La manière de prescrire les produits contraceptifs est aussi une dimension de cette intégration du moral dans le médical. En effet, elle renvoie souvent à des implicites de morale. C’est ce que traduit par exemple le choix de ne prescrire les stérilets qu’aux femmes mariées, supposées avoir une vie sexuelle plus « maîtrisée » et donc moins concernée par les infections que celle des célibataires.

Pour certaines femmes que nous avons interrogées, la contraception est une pratique clandestine vis-à-vis d’un mari opposé à cette pratique. Elles prennent alors diverses précautions pour ne pas courir le risque d’être surprises. Ces précautions les poussent à garder les comprimés de pilules contraceptives hors de leur emballage ou encore à cacher les produits contraceptifs dans des lieux peu accessibles au mari et considérés comme des espaces « féminins » par excellence. M.F., femme 24 ans explique à ce propos : « Moi j’ai l’habitude de garder le paquet de pilules dans la cuisine, je suis sûre que mon mari ne rentrera pas là-bas ». Une interlocutrice plus âgée (S.H., 33 ans) répond : « le panier à provision me sert de cache, parfois c’est sous la jarre, là ils sont moins exposés au regard des hommes ».

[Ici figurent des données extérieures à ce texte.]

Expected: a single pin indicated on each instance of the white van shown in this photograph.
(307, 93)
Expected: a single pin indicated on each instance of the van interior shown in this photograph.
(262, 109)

Ainsi, les agencements d’actions sont en mouvement et les pratiques sont dans un processus de configuration-reconfiguration. En adaptant les normes des programmes, les acteurs concernés procèdent à une forme de « prise de parole » (Hirschman 1995). En tant que modèles reproductifs proposés aux acteurs locaux, les programmes de planification familiale représentent « une image qui ne livre son sens que dans les discours et les actes des individus » (Passeron 1991 : 269). Ce que montrent en définitive ces multiples pratiques, c’est que les acteurs sociaux, loin d’être des « consommateurs » passifs des préconisations des programmes, les soumettent au contraire à leurs propres rationalités. Ce sont des « entrepreneurs » de normes dont les choix reproductifs sont caractérisés par « le passage de la réception passive à la compréhension critique » (Jauss 1978 : 49). Face aux « stratégies » des programmes, ils multiplient les « tactiques » qui prennent souvent la forme d’un « braconnage » (De Certeau 1990). La leçon majeure qui en découle est que les flux idéologiques issus de la globalisation ne s’imposent pas sans heurts du fait qu’ils sont influencés par les systèmes de sens locaux qui les transforment (Hours 2002 ; Gobatto 2003). Sous l’influence des multiples « mondes imaginés » par les acteurs locaux confrontés à ces flux globaux se met en place un phénomène d’hybridation et de résistance à l’homogénéisation (Appadurai 2005).

Conclusion

On peut dire qu’il est vain de contester l’apport inestimable des théories démographiques qui ont le mérite de donner un bon éclairage sur la façon dont un ensemble de variables sociodémographiques détermine les conduites reproductives des acteurs sociaux. Mais à travers une analyse microsociologique, les données de notre recherche montrent qu’au-delà de cette vision « déterministe » du phénomène, l’acteur social est amené à faire des arbitrages entre divers pôles normatifs qui tentent chacun d’influencer ses conduites. Faire une ethnographie des rationalités d’acteurs dans le domaine de la planification familiale, c’est s’intéresser nécessairement aux interactions entre ce flux idéologique global qu’il représente et les faits ou discours triviaux de la quotidienneté (discussions, rumeurs, etc.). C’est ainsi seulement que nous pouvons voir que l’acteur social est engagé dans une véritable dynamique de négociation. Pour terminer, un regard pluridisciplinaire est particulièrement heuristique pour explorer des situations nécessairement complexes. Une nouvelle subjectivité du corps fait son émergence et il serait intéressant de chercher à comprendre comment elle se construit en fonction des catégories sociales, et comment elle influence la pratique de la planification familiale en tant que choix reproductif. Mener une telle réflexion, c’est s’orienter vers l’étude des structures de sentiments individuelles et collectives.